Successful therapy requires enlarging the membrane orifice or excising the abnormal membrane to remove flow obstruction. A surgical approach using inflow occlusion, with or without hypothermia, can be used to excise the membrane or break it down using a valve dilator. A much less invasive option is percutaneous balloon dilation of the membrane orifice. This works well as long as a sufficiently large balloon is used. Several balloon dilation catheters placed simultaneously may be needed for effective dilation in larger dogs.
Diffuse fibrosis and elastic thickening of the endocardium characterize the congenital abnormality endocardial fibroelastosis. It is reported more commonly in cats, especially Burmese and Siamese, but has been observed rarely in dogs. Left-sided or biventricular heart failure commonly develops early in life. A mitral regurgitation murmur may be present. Criteria for LV and LA enlargement are seen on radiographs, ECG, and echocardiogram. Evidence for reduced LV myocardial systolic and diastolic function may be present. Definitive antemortem diagnosis is difficult.

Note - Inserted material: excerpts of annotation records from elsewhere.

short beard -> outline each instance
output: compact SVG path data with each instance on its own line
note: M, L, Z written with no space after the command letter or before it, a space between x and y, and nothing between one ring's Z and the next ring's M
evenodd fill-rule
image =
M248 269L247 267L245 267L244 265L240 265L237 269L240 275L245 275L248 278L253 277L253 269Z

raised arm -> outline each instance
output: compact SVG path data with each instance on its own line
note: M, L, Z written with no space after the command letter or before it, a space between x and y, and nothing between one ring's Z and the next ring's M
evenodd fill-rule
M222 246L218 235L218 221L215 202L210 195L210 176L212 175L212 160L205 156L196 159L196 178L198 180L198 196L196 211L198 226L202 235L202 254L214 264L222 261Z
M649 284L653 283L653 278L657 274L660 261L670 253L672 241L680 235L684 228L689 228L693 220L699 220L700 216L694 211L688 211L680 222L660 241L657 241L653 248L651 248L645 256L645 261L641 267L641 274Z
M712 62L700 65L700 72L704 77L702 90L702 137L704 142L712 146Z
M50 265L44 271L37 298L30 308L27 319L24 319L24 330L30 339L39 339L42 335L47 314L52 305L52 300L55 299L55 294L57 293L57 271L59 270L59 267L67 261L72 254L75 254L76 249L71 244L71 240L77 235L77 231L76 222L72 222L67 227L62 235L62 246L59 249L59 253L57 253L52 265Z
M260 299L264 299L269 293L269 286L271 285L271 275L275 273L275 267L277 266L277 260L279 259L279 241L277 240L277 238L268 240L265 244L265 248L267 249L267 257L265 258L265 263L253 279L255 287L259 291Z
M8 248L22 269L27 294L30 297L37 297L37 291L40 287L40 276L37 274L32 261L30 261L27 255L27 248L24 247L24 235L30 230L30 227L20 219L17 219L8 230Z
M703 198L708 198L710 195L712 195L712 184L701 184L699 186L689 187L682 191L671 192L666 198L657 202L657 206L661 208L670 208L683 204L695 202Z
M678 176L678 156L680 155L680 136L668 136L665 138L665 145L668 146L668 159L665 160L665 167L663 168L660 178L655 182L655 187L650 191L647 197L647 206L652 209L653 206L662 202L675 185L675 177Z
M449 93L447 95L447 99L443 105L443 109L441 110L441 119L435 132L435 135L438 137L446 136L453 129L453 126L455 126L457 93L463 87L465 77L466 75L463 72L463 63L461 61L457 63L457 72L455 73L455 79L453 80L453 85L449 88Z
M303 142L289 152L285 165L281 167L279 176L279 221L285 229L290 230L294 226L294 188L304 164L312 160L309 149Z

A number of venous anomalies have been described. Many are not clinically important. The persistent left cranial vena cava is a fetal venous remnant that courses lateral to the left AV groove and empties into the coronary sinus of the caudal RA. Although it causes no clinical signs, its presence may complicate surgical exposure of other structures at the left heartbase. Portosystemic venous shunts are common and can lead to hepatic encephalopathy as well as other signs. These malformations are thought to be more prevalent in the Yorkshire Terrier, Pug, Miniature and Standard Schnauzers, Maltese, Pekingese, Shih Tzu, and Lhasa Apso breeds.